Miyamoto Wants Gamers To Give The Wii U More Time
It's been a rough road for the Wii U since its launch in November 2012. Starting with the reveal of their latest living room hardware, Nintendo's communication strategy has bred confusion. The company has failed to penetrate the casual market, which was a segment that contributed much to the success of the Wii. Sales of the new console have been tragically low, and the company's financial position has deteriorated to the point where CEO Satoru Iwata has hinted at stepping down should the company not reach the ambitious goal of a 100 billion yen operating profit in the next fiscal year.
In an interview with CNN, famed creator of iconic characters Mario, Zelda, and more, Shigeru Miyamoto, spoke about the challenges facing the Wii U. Specifically, he identified making the platform more stable and convenient. He did not, however, talk about the most pressing issue facing the Wii U: games.
Recently, Game Informer reported that Battlefield 4 will not be making an appearance on the Wii U. This follows the significant loss of Rayman Legends as a timed exclusive.
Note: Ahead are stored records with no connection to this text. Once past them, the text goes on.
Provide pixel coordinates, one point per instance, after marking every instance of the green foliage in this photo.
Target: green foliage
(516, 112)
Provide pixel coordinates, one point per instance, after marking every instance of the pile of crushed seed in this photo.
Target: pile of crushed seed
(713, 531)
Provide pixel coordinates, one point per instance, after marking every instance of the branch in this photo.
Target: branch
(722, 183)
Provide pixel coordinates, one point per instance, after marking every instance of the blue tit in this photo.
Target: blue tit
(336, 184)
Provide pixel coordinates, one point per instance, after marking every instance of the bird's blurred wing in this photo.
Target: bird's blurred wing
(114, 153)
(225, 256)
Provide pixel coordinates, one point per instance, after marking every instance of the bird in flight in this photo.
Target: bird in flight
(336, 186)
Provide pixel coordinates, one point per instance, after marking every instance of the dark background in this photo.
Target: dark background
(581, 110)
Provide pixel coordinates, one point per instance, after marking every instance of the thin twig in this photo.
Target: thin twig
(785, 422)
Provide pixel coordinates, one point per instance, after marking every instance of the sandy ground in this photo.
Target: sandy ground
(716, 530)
Ubisoft decided to delay the game until the fall to maximize reach with a simultaneous multi platform release. We also know that Deep Silver's upcoming Saints Row 4 and Metro: Last Light will be skipping the Wii U. Even the titles that Nintendo does have coming, like their own Pikmin 3 and two exclusives from Platinum Games (Wonderful 101 and Bayonetta 2), are still without release dates.
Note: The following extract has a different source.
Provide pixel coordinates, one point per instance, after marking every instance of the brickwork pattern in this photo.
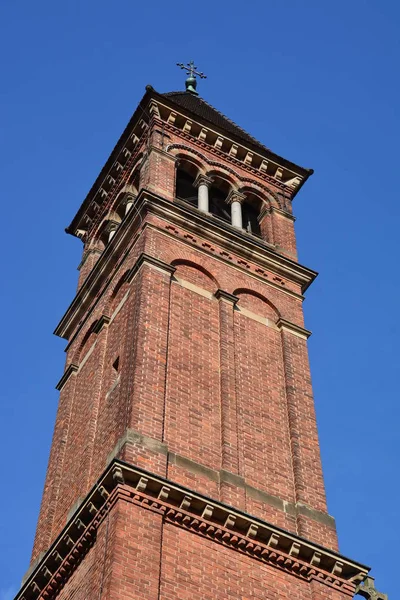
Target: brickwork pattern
(179, 365)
Miyamoto is hopeful that consumers will warm up to the Wii U. In particular, he identified the change in perception of the DS, which met much skepticism early on. Unlike the DS, which had a steady flow of unique experiences only possible on that device, Nintendo has failed to cultivate and maintain third-party support for their home consoles. Additionally, he put much weight in the Wii U's non-gaming functions (like Netflix, which is on nearly every other living room device) and the vibrant Miiverse communities. Whether these features will be enough to convert the multitude of non-traditional consumers that purchased the Wii into long-term Nintendo customers remains to be seen.